KhronosWebservices commented 1 month ago

This looks to work as expected: https://registry.khronos.org/OpenGL-Refpages/gl4/html_test/

Only significant change was to modify the , otherwise seems to work well.

BuslikDrev commented 1 month ago

https://registry.khronos.org/OpenGL-Refpages/gl4/html_test/ Я проверил все страницы, теперь перевод работает через https://translate.google.com/?op=websites. Спасибо.

KhronosWebservices commented 1 month ago

Отлично, спасибо, что помогли нам решить эту проблему.

KhronosWebservices commented 1 month ago

@oddhack Changing to .html fixed the issue. If we have any other areas that are only .xhtml, it might be worth setting up similar.

In the meantime, what is the best way to make the new .html extension files the permanent go-to for the OpenGL 4 RefPages?

oddhack commented 1 month ago

All the various versions of GL refpages and the EGL refpages use the same toolchain. I will need to understand exactly what you did aside from file renaming and the script tag and replicate that in the Makefiles, then setup redirects for .xhtml -> .html and change the index generation scripts.

KhronosWebservices commented 1 month ago

No other changes were required apart from modifying the script tag, renaming .xhtml to .html and updating all the links in all the files to point to .html instead of .xhtml.

AFAIK once the Makefiles are updated from xhtml to html, and

?

oddhack commented 1 month ago

AFAIK once the Makefiles are updated from xhtml to html, and ?

"Automatically" in the sense of needing to run a script over the output .xhtml document. There is no way to generate HTML5 output from Docbook 4 source, which predates HTML5 and is obsolete, but maybe this will patch around it. Did you happen to run an HTML5 validator over the test directory?

This might be good motivation to finally convert the refpage source to asciidoc markup.

KhronosWebservices commented 1 month ago

Did you happen to run an HTML5 validator over the test directory?

No, a little nervous of the output... but I will today.

oddhack commented 1 month ago

I have the impression that non-valid HTML is likely to downrank search results on that page. Right now generally the right thing happens when you put in a GL entry point, the top result is likely to be the XHTML refpage which in turn is probably valid XHTML because it comes from the Docbook toolchain. If we convert it to HTML5 by postprocessing but it's not valid HTML5, that might change.

KhronosWebservices commented 1 month ago

There are some issues with the current xhtml pages and some general issues from converting:

  1. \<table style="cellpadding: 0; cellspacing: 0;"> should be \<table style="border-collapse: collapse;"> This is a CSS error as cellpadding and cellspacing doesn't exist in CSS.
  2. Any tags that are self closing either need to be closed or removed. \<footer/> and \<header/> are the culprits here. I've removed those on the test page. There was also a \<span class="trademark"/> tag which I think was supposed to be \<span class="trademark">©\</span>?
  3. Any void elements like \<col/> \<link/> \<script/> \<meta/> should be \<col> \<link> \<meta>. And \<script/> should become \<script>\</script>.
  4. Remove type="text/javascript", no longer needed in script tags.
  5. Update \<html> to be \<html lang="en">.
  6. Added language meta tag \<meta charset="utf-8">.
  7. Remove XML from line 1.

Test page with changes applied, and will validate Green: https://registry.khronos.org/OpenGL-Refpages/gl4/html_test/glBindFragDataLocationIndexed.html

Randomly picking a different page and applying the same changes resulted also in properly validation.

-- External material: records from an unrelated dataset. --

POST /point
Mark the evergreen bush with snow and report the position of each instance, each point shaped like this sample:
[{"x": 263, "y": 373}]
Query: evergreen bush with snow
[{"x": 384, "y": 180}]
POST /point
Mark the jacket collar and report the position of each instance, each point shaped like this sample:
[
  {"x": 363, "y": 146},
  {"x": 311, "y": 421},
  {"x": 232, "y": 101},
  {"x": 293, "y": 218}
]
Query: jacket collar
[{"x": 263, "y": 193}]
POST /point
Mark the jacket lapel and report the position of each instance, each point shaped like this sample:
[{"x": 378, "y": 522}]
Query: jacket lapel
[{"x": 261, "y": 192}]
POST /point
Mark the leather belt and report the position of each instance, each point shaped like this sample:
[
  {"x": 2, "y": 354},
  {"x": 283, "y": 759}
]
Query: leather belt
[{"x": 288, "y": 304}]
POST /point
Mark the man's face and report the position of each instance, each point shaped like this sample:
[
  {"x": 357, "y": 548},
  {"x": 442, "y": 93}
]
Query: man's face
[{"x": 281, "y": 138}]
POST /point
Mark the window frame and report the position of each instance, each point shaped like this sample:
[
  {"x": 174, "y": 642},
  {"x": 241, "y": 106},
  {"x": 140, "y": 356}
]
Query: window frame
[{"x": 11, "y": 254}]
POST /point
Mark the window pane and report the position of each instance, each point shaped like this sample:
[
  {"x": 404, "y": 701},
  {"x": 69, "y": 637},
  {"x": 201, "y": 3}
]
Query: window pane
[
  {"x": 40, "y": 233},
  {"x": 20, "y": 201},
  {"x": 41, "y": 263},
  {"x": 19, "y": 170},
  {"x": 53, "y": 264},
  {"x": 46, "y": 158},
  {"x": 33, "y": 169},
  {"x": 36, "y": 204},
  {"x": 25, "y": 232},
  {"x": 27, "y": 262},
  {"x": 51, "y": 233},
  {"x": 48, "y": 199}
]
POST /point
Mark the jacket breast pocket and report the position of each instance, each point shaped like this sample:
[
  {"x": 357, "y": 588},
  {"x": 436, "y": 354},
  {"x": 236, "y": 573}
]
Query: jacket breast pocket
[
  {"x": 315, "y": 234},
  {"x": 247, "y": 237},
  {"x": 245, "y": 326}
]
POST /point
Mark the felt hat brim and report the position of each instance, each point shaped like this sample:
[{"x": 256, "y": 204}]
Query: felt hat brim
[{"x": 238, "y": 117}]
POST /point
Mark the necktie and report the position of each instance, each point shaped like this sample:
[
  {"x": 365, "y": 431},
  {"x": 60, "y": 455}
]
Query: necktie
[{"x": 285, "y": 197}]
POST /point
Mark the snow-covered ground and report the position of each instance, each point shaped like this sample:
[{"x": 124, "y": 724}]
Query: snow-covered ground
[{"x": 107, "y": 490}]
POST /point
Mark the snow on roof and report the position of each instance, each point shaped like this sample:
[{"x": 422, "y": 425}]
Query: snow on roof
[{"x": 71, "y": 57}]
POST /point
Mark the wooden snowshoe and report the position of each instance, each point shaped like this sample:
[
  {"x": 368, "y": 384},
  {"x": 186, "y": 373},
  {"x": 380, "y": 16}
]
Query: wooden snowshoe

oddhack commented 1 month ago

TBH I would rather work on an asciidoc conversion. Postprocessing XHTML to HTML 5 looks really fragile / heuristic and I think the time will be better spent on a more modern toolchain though it will not be an instant fix. I'm sorry for the person reporting the translation problem as this will not immediately solve their problem.

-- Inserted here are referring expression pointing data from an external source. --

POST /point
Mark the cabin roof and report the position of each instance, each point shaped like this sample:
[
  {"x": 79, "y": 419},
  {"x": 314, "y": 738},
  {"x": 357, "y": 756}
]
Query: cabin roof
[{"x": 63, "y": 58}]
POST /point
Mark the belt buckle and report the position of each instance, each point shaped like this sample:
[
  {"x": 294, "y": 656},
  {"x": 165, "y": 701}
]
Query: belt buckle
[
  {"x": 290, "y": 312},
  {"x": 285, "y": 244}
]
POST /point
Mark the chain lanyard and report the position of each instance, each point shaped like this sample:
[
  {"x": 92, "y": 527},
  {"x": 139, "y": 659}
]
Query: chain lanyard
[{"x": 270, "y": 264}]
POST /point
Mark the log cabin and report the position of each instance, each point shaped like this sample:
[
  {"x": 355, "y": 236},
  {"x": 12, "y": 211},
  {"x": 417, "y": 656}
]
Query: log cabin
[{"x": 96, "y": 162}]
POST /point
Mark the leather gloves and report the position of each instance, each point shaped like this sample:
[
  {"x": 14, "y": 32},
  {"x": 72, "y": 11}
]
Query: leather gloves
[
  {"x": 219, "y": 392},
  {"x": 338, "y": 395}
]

BTW if you write comments with HTML tags in github (or gitlab), the tags are prone to disappearing in the web view - a lot of your comment above suffers this. Compare

(self-closing 'col' tag, which does not render)

with

\ (same tag with a backslash before the left angle bracket).

Comments are treated as Github-Flavored Markdown and the brackets are specially treated. Extremely annoying.